MORE THINGS TO DO NEAR VICENZA:
- Take the obligatory trip to Venice: It's fortunate that we live less than an hour away from one of the world's largest destination cities. It's unfortunate that almost every guest wants to visit and that magic can be sucked away after the third visit during peak tourist season. Take it easy on yourself and take the train, which will pop you out right in front of the Grand Canal. Do the mandatory gondola ride, but also maybe try something new, like taking the vaporetto to the technicolor island of Burano, or a visit to the "world's most beautiful bookstore," Libreria Acqua Alta, a hidden gem with bookstore cats, gondolas filled with magazines and a staircase of encyclopedias. To escape the crowds, take a walk through Cannaregio or the Jewish Ghetto and grab a bite to eat there, instead of the overpriced restaurants near the Rialto Bridge or St. Mark's.
- Get your Hemingway on in Bassano del Grappa: A must for history buffs, my husband is completely obsessed with Bassano del Grappa. It's a beautiful city, surrounded by the beginnings of the Italian Alps, and features fantastic northern Italian cuisine and plenty of WWI history. Stop by its famous and important bridge to see actual damage done during WWI, and afterwards, visit the Poli Museo del Grappa, or grappa museum, for free, and learn all about the town's namesake liquor. This stiff drink (we call it Italian moonshine) may be an acquired taste, but we take it in our coffee (also known as a caffè corretto), from time to time. There's also a WWI museum, with an exhibit on famous writer Ernest Hemingway, who spent his time in the city as an ambulance driver during the war.

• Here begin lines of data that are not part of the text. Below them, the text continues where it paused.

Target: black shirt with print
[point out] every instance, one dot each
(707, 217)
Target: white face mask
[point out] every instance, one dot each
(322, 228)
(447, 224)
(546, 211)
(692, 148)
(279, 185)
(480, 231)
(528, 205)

- Make a visit to cheese mountain: Asiago, or cheese mountain, as it's called in our household, is home to my absolute favorite Italian cheese. Mild and soft, it's perfect for grilled cheese or just for stuffing your face. Asiago is a tiny mountain town that's fun to visit for a day trip, and not just to grab some cheese. History buffs will want to visit the impressive WWI memorial, and children (and, okay, some adults), are big fans of the Gnome Village (Villagio degli Gnomi, Via Poslen 40, Asiago). We had an amazing meal on top of the mountain at Rifugio Kübelek (Via Monte Zovetto 3, Cesuna di Roana), where they basically only served grilled meat and literal grilled cheese. Before you leave, stop by the cheese factory Caseificio Pennar (Via Mörar, 1, Asiago), to sample and load up on excessive amounts of cheese. I haven't figured out how to get an English tour of Caseificio Pennar, so if you've been successful, please report in the comments!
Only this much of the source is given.